Por que ela, há tanto e tão longo tempo, conseguia permanecer nessa situação sem enlouquecer, se não tinha forças para se atirar n'água? Claro, ele compreendia que a situação de Sônia era obra do acaso na sociedade, embora, infelizmente, nem de longe fosse única e exclusiva. Mas esse mesmo acaso, esse nível avançado e toda a vida pregressa dela podiam, parece, matá-la de uma só vez ao primeiro passo por esse caminho abominável. O que então a mantinha? Não era a perversão! Toda essa ignomínia, pelo visto, só a tocava mecanicamente; em seu coração ainda não havia penetrado nenhuma gota da verdadeira perversão. (...) "Ela tem três saídas - pensava ele -: atirar-se no canal, ir para um manicômio ou... ou... finalmente entregar-se à perversão, que entorpece a razão e petrifica o coração." A última ideia era a mais abominável para ele; mas ele já era cético, era jovem, dado a abstrações e, portanto, cruel, e por isso não podia deixar de crer que a última saída, ou seja, a perversão, fosse a mais provável. "Mas será que isso é verdade - exclamou ele de si para si -, será possível que até essa criatura, que ainda conserva a pureza de espírito, acabe afundando conscientemente nesse fosso abominável, fétido?
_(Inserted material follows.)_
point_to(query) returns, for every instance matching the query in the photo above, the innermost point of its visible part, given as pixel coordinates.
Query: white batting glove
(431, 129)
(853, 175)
Será possível que esse afundamento já tenha começado e ela só conseguiu aguentar-se até agora porque o vício já não lhe parece tão abominável? Não, não, isso não pode ser! - exclamou ele como há pouco o fizera Sônia. - Não, o que a impediu até agora de atirar-se no canal foi a ideia do pecado, e elas, aquelas... Se ela até agora não enlouqueceu... Mas quem disse que ela já não enlouqueceu? Estará em sã consciência? Por acaso pode-se falar do jeito que ela fala? Por acaso pode-se racionar em sã consciência como raciocina ela? Por acaso é possível viver à beira da perdição, em cima mesmo de um fosso fétido que já está arrastando-a e dar de ombros, e tapar os ouvidos aos avisos do perigo? O que há com ela, estará esperando por um milagre? Na certa está. Por acaso tudo isso não são indícios de loucura?